L’art. 2562 c.c. enuncia le conseguenze della mancata trascrizione della domanda giudiziale di nullità degli atti

Dalla mancata trascrizione della domanda giudiziale discendono tutte le conseguenze di cui all’art. 2652 c.c.

Secondo quanto statuito al n. 6 del predetto articolo, si devono trascrivere, qualora si riferiscano ai diritti menzionati nell’art. 2643, le domande giudiziali indicate dai numeri seguenti, agli effetti per ciascuna di esse previsti: “le domande dirette a far dichiarare la nullità o a far pronunziare l’annullamento di atti soggetti a trascrizione e le domande dirette a impugnare la validità della trascrizione”.

Prosegue poi la norma enunciando che “se la domanda è trascritta dopo cinque anni dalla data della trascrizione dell’atto impugnato, la sentenza che l’accoglie non pregiudica i diritti acquistati a qualunque titolo dai terzi di buona fede in base a un atto trascritto o iscritto anteriormente alla trascrizione della domanda”.

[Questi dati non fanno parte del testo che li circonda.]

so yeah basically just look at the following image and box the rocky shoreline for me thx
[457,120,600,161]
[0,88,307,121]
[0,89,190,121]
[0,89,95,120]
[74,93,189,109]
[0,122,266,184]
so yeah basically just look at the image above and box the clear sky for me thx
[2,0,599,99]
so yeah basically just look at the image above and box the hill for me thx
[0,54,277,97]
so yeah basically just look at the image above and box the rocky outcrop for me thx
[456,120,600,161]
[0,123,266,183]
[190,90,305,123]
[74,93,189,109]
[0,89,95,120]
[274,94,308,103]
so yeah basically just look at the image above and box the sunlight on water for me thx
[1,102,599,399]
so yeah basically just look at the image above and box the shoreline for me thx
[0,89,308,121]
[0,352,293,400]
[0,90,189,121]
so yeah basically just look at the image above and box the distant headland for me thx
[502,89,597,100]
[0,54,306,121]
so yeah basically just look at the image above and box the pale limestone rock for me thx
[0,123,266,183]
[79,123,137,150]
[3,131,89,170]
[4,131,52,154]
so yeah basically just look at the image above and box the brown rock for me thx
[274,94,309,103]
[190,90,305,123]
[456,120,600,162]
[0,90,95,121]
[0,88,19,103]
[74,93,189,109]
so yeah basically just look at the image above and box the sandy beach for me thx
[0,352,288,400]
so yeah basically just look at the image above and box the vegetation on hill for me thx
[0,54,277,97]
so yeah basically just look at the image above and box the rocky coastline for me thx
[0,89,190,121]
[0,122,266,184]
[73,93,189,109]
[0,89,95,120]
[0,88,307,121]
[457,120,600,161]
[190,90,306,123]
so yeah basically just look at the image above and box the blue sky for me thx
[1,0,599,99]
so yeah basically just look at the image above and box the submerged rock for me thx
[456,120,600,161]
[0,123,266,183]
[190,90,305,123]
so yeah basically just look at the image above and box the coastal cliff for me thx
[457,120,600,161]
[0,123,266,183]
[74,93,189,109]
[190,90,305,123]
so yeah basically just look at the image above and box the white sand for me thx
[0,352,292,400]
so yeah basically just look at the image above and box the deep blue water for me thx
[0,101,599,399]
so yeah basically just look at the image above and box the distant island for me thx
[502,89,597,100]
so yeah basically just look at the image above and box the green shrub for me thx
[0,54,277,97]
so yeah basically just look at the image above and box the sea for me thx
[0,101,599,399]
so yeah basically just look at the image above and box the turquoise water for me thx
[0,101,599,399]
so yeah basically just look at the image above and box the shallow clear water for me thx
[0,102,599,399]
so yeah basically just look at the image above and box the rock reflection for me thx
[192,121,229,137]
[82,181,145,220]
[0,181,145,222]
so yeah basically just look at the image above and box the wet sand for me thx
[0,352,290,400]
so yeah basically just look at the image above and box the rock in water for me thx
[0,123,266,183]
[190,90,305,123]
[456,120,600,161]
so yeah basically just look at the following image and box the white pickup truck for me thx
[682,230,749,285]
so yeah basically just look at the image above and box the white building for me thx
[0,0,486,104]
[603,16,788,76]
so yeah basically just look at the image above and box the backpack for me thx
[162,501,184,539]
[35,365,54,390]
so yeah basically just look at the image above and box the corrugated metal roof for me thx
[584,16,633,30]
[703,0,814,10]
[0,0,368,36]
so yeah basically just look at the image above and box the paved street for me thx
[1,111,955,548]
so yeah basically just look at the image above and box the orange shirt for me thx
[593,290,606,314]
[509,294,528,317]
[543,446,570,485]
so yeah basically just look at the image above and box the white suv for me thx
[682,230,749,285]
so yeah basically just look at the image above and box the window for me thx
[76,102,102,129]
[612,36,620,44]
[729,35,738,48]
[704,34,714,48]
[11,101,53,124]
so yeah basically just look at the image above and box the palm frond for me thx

In giurisprudenza – con riferimento alla ipotesi considerata dall’art. 2652, n. 6, c.c. – si è affermato che, avendo la legge inteso subordinare la piena ed illimitata efficacia della sentenza dichiarativa di nullità, nei confronti di tutti indistintamente i terzi, all’adempimento di un preciso onere da parte dell’interessato a far valere la nullità, e cioè propriamente alla trascrizione della domanda di nullità entro un prefisso termine, uguale rispetto a tutti i terzi, è ancora più evidente che all’inadempimento di quell’onere non può in alcun modo supplire la conoscenza di fatto che alcuno dei terzi, a differenza di altri, possa avere avuto della domanda stessa.

Dunque, la conoscibilità dell’azione da parte dei terzi non è idonea a supplire alla mancata trascrizione della domanda giudiziale.